How Much is that Doggy in the Window...

I have a moral dilema. Our 6 month old dog, Barkley, is driving us crazy. He is very cute, but I think that may be his only redeeming quality. Yesterday, he peed in the house 4 times- once on Zack's blanket, once on Maycee's newly washed comforter (newly washed because he had lifted his leg on it the day before), and twice on my bed (on our nice comforter and sham, and on the pile of newly washed sweaters I had just folded and set on my bed). Every time I let that dog in the house he would go and pee on something.
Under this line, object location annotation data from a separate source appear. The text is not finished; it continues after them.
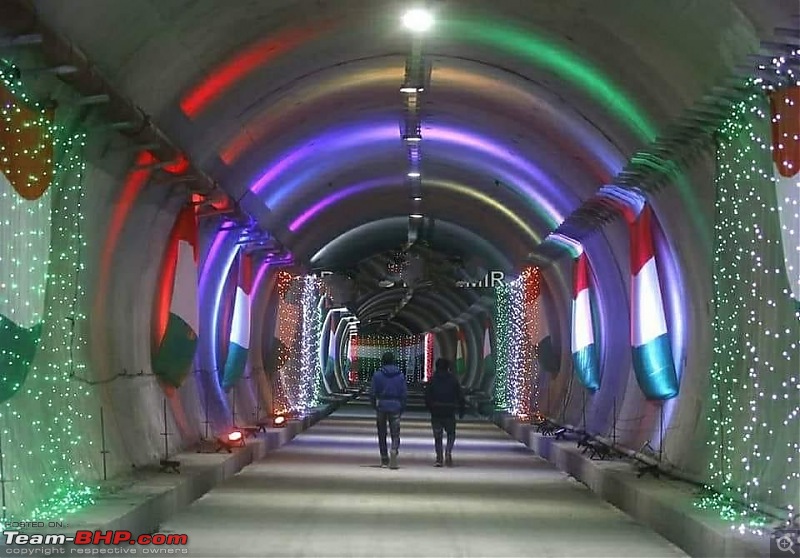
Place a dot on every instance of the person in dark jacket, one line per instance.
(443, 398)
(388, 395)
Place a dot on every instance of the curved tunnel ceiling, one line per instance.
(531, 107)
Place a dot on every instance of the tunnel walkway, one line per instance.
(324, 494)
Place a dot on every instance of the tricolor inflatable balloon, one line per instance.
(240, 325)
(785, 109)
(652, 352)
(176, 313)
(584, 351)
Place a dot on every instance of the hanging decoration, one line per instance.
(755, 380)
(176, 312)
(584, 352)
(42, 296)
(309, 375)
(514, 324)
(488, 358)
(239, 345)
(408, 351)
(330, 356)
(652, 350)
(785, 119)
(26, 170)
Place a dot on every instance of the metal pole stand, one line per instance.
(168, 465)
(103, 451)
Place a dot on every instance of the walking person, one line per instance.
(388, 394)
(443, 398)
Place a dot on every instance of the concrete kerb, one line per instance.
(664, 505)
(149, 499)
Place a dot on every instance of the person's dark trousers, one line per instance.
(443, 423)
(394, 429)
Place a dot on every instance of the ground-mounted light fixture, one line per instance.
(233, 439)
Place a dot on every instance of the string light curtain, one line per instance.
(45, 429)
(408, 351)
(26, 150)
(755, 378)
(516, 325)
(286, 343)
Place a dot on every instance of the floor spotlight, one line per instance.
(418, 20)
(234, 439)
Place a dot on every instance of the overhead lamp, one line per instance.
(418, 20)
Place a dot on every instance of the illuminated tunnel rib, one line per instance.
(356, 137)
(332, 200)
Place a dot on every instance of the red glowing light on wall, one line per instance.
(179, 166)
(244, 63)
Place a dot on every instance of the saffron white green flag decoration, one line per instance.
(584, 352)
(240, 325)
(177, 331)
(652, 350)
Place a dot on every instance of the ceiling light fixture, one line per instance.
(418, 20)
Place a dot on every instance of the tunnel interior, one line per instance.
(216, 214)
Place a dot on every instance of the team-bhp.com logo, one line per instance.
(152, 543)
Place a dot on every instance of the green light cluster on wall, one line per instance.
(42, 426)
(755, 379)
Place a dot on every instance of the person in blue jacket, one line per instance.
(388, 395)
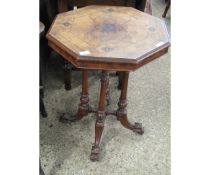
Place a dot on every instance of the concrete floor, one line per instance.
(65, 148)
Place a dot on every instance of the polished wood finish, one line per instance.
(167, 8)
(107, 38)
(122, 112)
(84, 102)
(96, 37)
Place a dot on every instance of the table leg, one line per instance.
(122, 112)
(99, 125)
(84, 102)
(108, 97)
(120, 78)
(67, 75)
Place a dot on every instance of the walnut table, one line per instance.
(107, 38)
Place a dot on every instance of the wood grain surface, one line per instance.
(108, 34)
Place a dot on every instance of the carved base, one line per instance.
(138, 128)
(67, 118)
(95, 153)
(101, 113)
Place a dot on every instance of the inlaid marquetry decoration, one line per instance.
(119, 38)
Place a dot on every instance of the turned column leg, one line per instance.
(99, 125)
(122, 112)
(84, 102)
(120, 79)
(67, 75)
(108, 97)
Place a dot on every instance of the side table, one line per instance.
(107, 38)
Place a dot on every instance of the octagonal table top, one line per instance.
(108, 37)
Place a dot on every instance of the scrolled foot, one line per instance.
(138, 128)
(95, 153)
(66, 118)
(67, 87)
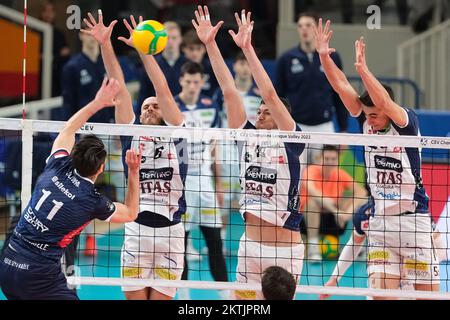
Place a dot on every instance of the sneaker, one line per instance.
(90, 248)
(314, 255)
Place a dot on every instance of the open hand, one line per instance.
(244, 37)
(133, 160)
(205, 30)
(360, 48)
(129, 40)
(98, 30)
(323, 37)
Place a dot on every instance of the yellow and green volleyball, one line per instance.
(329, 247)
(149, 37)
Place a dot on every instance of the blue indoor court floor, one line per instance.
(107, 264)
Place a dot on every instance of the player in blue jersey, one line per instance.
(400, 233)
(63, 203)
(204, 195)
(154, 243)
(270, 169)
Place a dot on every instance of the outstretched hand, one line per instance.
(108, 92)
(129, 41)
(244, 37)
(205, 30)
(360, 48)
(323, 37)
(98, 30)
(133, 160)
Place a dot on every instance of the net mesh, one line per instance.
(216, 253)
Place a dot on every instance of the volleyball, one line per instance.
(329, 247)
(150, 37)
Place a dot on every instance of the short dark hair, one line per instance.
(367, 100)
(278, 284)
(286, 103)
(190, 38)
(191, 68)
(310, 14)
(88, 155)
(328, 147)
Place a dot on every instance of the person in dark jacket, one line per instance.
(301, 80)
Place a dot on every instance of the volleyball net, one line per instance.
(332, 164)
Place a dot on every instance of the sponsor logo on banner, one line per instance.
(165, 174)
(263, 175)
(388, 163)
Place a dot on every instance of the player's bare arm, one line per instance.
(106, 97)
(129, 211)
(170, 111)
(102, 34)
(207, 34)
(377, 92)
(243, 40)
(335, 76)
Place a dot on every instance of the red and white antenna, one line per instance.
(24, 83)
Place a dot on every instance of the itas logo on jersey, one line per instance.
(165, 174)
(263, 175)
(388, 163)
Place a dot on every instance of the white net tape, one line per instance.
(29, 128)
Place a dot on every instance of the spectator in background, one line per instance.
(170, 61)
(61, 51)
(328, 199)
(301, 80)
(194, 50)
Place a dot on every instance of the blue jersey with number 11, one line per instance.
(62, 205)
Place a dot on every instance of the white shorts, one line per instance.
(403, 246)
(153, 253)
(202, 207)
(254, 258)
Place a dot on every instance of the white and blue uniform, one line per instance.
(229, 154)
(63, 203)
(400, 233)
(154, 243)
(270, 184)
(202, 207)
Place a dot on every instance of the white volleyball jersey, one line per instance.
(270, 180)
(394, 173)
(161, 177)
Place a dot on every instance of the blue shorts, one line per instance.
(23, 277)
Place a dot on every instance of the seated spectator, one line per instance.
(329, 197)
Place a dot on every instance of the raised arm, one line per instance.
(129, 211)
(335, 76)
(243, 39)
(102, 34)
(105, 98)
(207, 34)
(169, 108)
(377, 92)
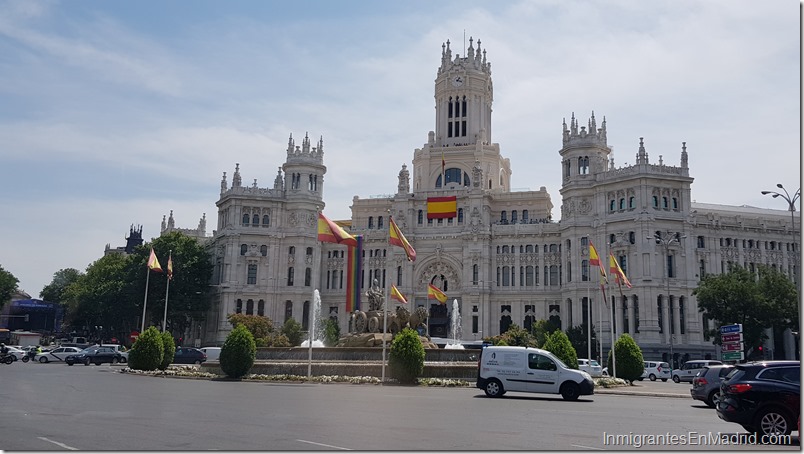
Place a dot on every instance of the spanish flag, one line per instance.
(397, 295)
(153, 262)
(617, 272)
(330, 232)
(397, 239)
(442, 207)
(594, 260)
(435, 293)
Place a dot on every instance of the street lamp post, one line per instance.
(666, 241)
(791, 205)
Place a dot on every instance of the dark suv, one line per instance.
(763, 397)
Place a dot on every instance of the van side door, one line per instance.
(542, 374)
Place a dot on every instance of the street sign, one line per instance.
(736, 337)
(736, 328)
(733, 356)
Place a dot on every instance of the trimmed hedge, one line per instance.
(238, 352)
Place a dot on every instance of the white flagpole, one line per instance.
(167, 292)
(145, 302)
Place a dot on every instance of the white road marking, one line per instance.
(58, 444)
(324, 445)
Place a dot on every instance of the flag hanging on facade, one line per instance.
(442, 207)
(397, 295)
(153, 262)
(397, 239)
(435, 293)
(330, 232)
(617, 272)
(594, 260)
(354, 268)
(170, 266)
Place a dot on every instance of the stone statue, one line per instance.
(375, 297)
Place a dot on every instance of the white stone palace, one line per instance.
(501, 255)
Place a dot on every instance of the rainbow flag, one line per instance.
(442, 207)
(354, 268)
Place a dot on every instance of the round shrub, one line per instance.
(406, 359)
(630, 365)
(147, 351)
(238, 352)
(559, 344)
(168, 350)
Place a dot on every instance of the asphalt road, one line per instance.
(47, 407)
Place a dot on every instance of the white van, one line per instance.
(213, 353)
(530, 370)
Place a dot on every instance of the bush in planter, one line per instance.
(147, 351)
(630, 365)
(558, 344)
(168, 350)
(406, 360)
(238, 352)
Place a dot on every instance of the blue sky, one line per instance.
(115, 113)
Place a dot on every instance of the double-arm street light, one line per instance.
(667, 240)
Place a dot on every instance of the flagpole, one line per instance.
(167, 290)
(145, 303)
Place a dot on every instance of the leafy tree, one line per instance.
(238, 352)
(54, 292)
(630, 364)
(541, 329)
(332, 332)
(757, 301)
(292, 330)
(406, 359)
(578, 338)
(8, 285)
(558, 344)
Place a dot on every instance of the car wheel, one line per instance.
(570, 391)
(493, 388)
(713, 399)
(773, 421)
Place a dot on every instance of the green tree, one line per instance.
(541, 329)
(558, 344)
(238, 352)
(578, 337)
(406, 360)
(757, 301)
(54, 292)
(8, 285)
(630, 363)
(292, 330)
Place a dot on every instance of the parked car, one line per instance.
(213, 353)
(524, 369)
(189, 355)
(691, 368)
(97, 355)
(706, 385)
(591, 367)
(58, 354)
(654, 370)
(764, 397)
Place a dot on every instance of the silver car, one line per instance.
(706, 385)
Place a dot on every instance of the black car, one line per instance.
(187, 355)
(94, 355)
(763, 397)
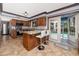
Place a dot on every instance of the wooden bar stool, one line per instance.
(41, 36)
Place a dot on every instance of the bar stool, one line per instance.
(46, 37)
(41, 36)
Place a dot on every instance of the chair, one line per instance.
(41, 36)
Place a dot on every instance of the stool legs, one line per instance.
(41, 47)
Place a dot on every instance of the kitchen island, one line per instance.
(30, 40)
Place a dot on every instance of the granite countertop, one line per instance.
(31, 32)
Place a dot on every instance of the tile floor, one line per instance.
(14, 47)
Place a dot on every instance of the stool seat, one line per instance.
(39, 36)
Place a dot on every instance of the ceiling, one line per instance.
(32, 8)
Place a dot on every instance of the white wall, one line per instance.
(32, 8)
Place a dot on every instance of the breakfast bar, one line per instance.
(30, 40)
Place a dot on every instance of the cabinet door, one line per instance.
(13, 22)
(41, 21)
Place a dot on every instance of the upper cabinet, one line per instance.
(13, 22)
(27, 23)
(41, 21)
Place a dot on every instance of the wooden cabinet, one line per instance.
(13, 22)
(29, 41)
(27, 23)
(13, 33)
(41, 21)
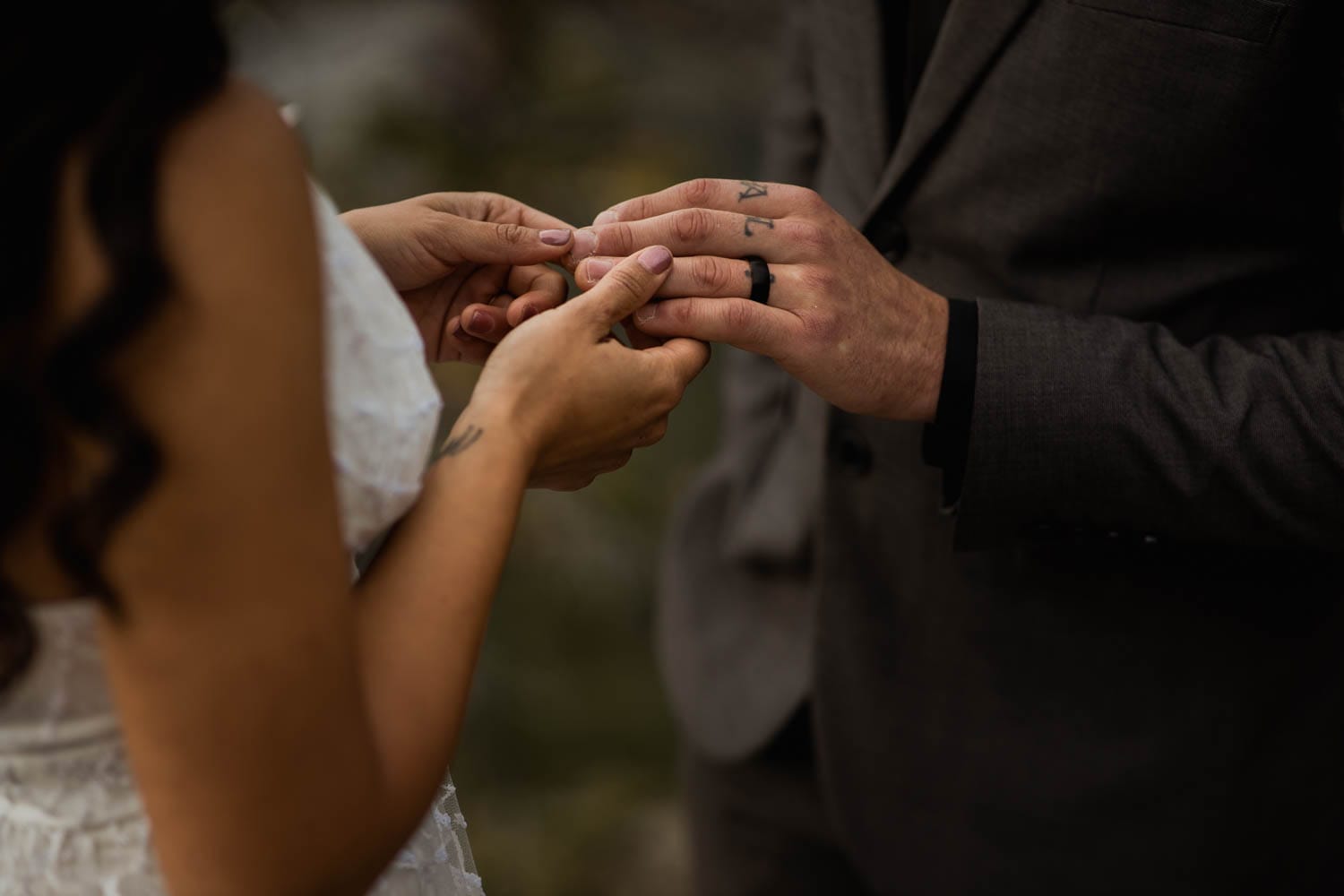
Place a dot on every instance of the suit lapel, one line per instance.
(851, 88)
(972, 37)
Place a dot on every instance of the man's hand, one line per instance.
(470, 266)
(841, 319)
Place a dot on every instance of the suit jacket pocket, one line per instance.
(1250, 21)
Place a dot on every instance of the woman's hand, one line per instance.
(470, 266)
(840, 317)
(578, 398)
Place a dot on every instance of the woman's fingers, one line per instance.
(703, 231)
(460, 346)
(487, 323)
(626, 288)
(745, 196)
(538, 289)
(698, 276)
(453, 241)
(492, 207)
(737, 322)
And, every time he did this, I would make him smell it, in my angriest voice tell him that was naughty, and then put him outside in the freezing cold. I just don't get why he would still do it over and over. He has never mastered the outside potty task. It seems like at least once a day, I'm cleaning up some kind of doggy accident. Today he pooped in Zack's room. Aaugh! I am so tired of cleaning carpet and washing everything! This is not his only problem, however. He gets really riled up and kind of nips and scratches at the kids. I must say, the kids usually start this, but not every time. And then, there are tears shed and band-aids given. But, this is several times a day. I can't stand it anymore. And, I can't just leave him outside, it's too dang cold. So, this brings me back to my moral dilema. I feel terrible about this but, I think we are going to take him to the Humane Society or the Animal Shelter. I feel bad because I have had a dog in my house all my life and have never had problems like this before. I guess I just don't know how or have the patience to train dogs. I also feel bad because Ryan's brother and his wife gave us this dog and I don't want to hurt their feelings. More guilty feelings- I don't want Barkley to go anwhere but a happy, nice family that will love him and take care of him. And, I can't totally gaurantee that. But, even with all these reasons, I think he still really needs to go. I already have enough around here to take care of! He is adding stress to my life. So, am I just giving up, or what? Am I a loser because I can't handle it anymore? Or, is it OK to admit when you are defeated and you try to fix things the best that you know how? Any thoughts? Council me please!! Brett and Steph- don't hate us!! Animal lovers everywhere- I'm sorry! Do YOU want a new dog?